Vendredi, jour de poisson, même s’il s’agit d’un poisson de troisième ordre. Vous préférez un Filet Pur futuriste tout droit sorti d’un bioréacteur ? Tant que c’est bon marché, voire meilleur marché que bon marché : la gratuité existe dans le commerce de détail alimentaire. Mais à quel prix ?
Capture accessoire
Et si nous commencions par quelques félicitations ? Après tout, il y a déjà assez de négativité dans ce monde, et parfois aussi dans cette rubrique. Un grand bravo donc à la cardine franche, qui a une nouvelle fois été élue « poisson de l’année », alors que l’année est déjà à moitié écoulée. Un exploit, surtout pour un poisson de troisième ordre. Car, il faut bien l’admettre, la cardine franche ne représente qu’une capture accessoire de la pêche de la sole, beaucoup plus exclusive, coûteuse et, selon certains, carrément prétentieuse. Toutes deux sont liées l’une à l’autre comme le produit blanc l’est à la marque A.
Un choix judicieux donc, par lequel le VLAM (Centre flamand pour le marketing de l’agriculture et de la pêche) fait preuve d’une redoutable compréhension du contexte actuel et des attentes des consommateurs. Comme le disait Bernardo Trujillo, le gourou des supermarchés : « Poor people need low prices, rich people love them. » En période d’hyperinflation, les produits blancs sont plus tendance que jamais. Même s’ils sont de qualité inférieure, ce que je ne prétends certainement pas dire de la cardine franche, à ne pas confondre avec la limande-sole, attention !
Permutation
Et la TVA n’est qu’à 6 %. Ce qui est encore trop, selon le gouvernement : alors que les détaillants alimentaires jouent à la concurrence par les prix avec des produits de qualité inférieure, le ministre des Finances veut ramener la TVA à zéro sur certains produits de base. Notamment pour les légumes, le pain, le lait et les œufs. Cela servira-t-il à quelque chose ? Il y a longtemps que les clients ne se déplacent plus pour une réduction de 6 %, non ? De plus, il ne s’agit que d’une permutation, puisque la TVA sur d’autres produits alimentaires passerait de 6 à 9 %. C’est comme les chaînes de supermarchés qui annoncent à grand renfort de publicité des baisses de prix, mais gardent sous silence les hausses de prix censées préserver leurs marges.

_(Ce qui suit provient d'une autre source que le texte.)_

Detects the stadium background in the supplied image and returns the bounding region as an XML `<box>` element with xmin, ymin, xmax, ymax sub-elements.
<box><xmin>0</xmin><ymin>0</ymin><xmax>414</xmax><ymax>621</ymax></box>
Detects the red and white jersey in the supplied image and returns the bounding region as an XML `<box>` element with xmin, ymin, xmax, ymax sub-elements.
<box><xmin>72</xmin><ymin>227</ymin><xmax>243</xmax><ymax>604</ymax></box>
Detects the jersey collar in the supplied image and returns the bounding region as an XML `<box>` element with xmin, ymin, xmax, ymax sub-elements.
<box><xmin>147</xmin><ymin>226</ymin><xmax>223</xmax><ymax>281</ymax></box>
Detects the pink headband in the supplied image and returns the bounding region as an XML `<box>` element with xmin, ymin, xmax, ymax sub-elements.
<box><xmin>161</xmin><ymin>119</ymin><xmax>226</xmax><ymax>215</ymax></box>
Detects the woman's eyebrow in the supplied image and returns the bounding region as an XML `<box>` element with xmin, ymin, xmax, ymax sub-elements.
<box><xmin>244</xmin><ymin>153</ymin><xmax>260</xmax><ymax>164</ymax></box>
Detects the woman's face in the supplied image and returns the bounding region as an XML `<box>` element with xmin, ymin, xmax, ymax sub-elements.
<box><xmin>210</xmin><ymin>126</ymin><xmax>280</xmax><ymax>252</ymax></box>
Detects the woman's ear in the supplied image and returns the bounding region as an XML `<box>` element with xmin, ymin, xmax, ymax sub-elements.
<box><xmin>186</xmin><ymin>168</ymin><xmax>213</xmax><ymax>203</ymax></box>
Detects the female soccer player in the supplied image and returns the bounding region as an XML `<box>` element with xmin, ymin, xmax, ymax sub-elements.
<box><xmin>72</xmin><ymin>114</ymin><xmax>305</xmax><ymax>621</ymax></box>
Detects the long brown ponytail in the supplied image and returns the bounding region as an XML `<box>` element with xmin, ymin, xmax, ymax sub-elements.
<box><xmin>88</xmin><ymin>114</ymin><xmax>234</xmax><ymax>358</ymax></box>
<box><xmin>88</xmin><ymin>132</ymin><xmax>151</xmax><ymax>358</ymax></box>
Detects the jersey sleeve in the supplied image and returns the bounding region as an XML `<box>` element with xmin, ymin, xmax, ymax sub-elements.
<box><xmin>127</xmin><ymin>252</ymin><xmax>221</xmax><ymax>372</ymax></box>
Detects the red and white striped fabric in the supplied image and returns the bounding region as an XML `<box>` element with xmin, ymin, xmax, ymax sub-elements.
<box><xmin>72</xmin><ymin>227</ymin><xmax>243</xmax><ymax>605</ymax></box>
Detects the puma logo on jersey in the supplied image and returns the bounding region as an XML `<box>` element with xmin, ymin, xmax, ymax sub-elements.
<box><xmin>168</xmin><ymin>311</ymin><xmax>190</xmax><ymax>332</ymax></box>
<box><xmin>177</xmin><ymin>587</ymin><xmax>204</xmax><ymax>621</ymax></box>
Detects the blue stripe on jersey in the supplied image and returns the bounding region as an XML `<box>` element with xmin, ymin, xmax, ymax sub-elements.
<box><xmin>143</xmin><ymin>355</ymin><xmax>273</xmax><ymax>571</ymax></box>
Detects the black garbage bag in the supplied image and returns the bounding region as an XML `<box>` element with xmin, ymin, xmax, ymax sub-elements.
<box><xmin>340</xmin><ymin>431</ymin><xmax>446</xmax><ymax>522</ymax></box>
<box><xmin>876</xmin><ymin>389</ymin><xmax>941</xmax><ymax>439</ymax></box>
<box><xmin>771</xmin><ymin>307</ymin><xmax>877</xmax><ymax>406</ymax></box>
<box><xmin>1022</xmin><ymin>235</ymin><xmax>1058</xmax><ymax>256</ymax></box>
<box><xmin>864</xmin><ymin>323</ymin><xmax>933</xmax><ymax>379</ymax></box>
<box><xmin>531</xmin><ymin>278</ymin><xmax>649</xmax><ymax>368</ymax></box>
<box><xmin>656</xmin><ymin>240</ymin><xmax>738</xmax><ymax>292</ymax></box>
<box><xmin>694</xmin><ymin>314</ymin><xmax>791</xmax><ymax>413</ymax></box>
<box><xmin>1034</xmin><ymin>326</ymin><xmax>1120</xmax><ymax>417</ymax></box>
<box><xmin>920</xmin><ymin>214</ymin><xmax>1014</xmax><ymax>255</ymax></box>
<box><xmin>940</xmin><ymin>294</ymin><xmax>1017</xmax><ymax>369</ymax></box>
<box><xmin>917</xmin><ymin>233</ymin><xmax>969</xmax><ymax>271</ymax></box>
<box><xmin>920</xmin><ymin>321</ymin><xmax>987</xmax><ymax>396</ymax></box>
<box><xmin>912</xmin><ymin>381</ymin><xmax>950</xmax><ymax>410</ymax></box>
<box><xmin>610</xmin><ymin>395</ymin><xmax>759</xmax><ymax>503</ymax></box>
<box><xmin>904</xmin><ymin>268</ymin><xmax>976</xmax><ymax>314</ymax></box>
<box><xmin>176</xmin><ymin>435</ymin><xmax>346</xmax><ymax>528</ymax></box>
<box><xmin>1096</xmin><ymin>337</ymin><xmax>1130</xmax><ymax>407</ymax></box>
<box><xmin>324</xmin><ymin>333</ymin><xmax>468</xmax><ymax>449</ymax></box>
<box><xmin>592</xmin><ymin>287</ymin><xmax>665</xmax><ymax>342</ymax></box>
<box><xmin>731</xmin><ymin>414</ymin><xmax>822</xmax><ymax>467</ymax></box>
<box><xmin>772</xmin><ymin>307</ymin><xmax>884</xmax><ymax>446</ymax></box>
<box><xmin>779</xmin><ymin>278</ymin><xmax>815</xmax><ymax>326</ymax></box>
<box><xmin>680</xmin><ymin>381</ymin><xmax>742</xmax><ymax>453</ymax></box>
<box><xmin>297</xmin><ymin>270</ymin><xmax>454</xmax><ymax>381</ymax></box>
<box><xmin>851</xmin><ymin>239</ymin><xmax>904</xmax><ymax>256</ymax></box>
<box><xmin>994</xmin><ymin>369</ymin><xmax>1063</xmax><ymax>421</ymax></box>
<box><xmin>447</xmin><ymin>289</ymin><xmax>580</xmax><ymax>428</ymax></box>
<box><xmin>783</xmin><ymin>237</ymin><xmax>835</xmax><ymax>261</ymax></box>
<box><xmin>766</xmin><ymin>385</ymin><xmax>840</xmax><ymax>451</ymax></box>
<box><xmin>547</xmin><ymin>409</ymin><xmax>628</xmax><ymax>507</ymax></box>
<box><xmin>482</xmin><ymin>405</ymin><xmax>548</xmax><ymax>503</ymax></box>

Malgré la pression sur les budgets de ménages, il semblerait que les Belges achètent à nouveau davantage de produits issus du commerce équitable. C’est une question de disponibilité : s’ils sont en rayon, nous les mettons dans notre caddie, même si le prix est un peu plus élevé. De plus en plus de chocolats portent le label Fairtrade, car les fabricants ne manquent pas une occasion de faire du greenwashing, vous pensez bien. Pour les bananes et le café, la situation se stabilise : il s’agit de catégories très concurrentielles. Pourtant, ce sont précisément les combattants des prix qui montrent le bon exemple : Aldi et Lidl affrontent les poids lourds dans l’arène du commerce équitable. Chapeau.
À jamais
Créer des conflits, niveau avancé : à croire qu’ils ont suivi cette formation, chez Mondelez. Après s’être retrouvé sur la liste noire du gouvernement ukrainien et avoir été banni des rayons de Colruyt, c’est maintenant Ikea qui dit « Merci et à jamais » au groupe. Il n’y aura bientôt plus de tablettes de chocolat Daim dans le magasin d’alimentation à la sortie. Elles se vendaient pourtant bien. La décision du détaillant de meubles n’est pas vraiment liée au fait que le fabricant continue d’opérer en Russie : Ikea souhaite « surtout » se concentrer davantage sur sa marque propre, selon la déclaration officielle. D’accord.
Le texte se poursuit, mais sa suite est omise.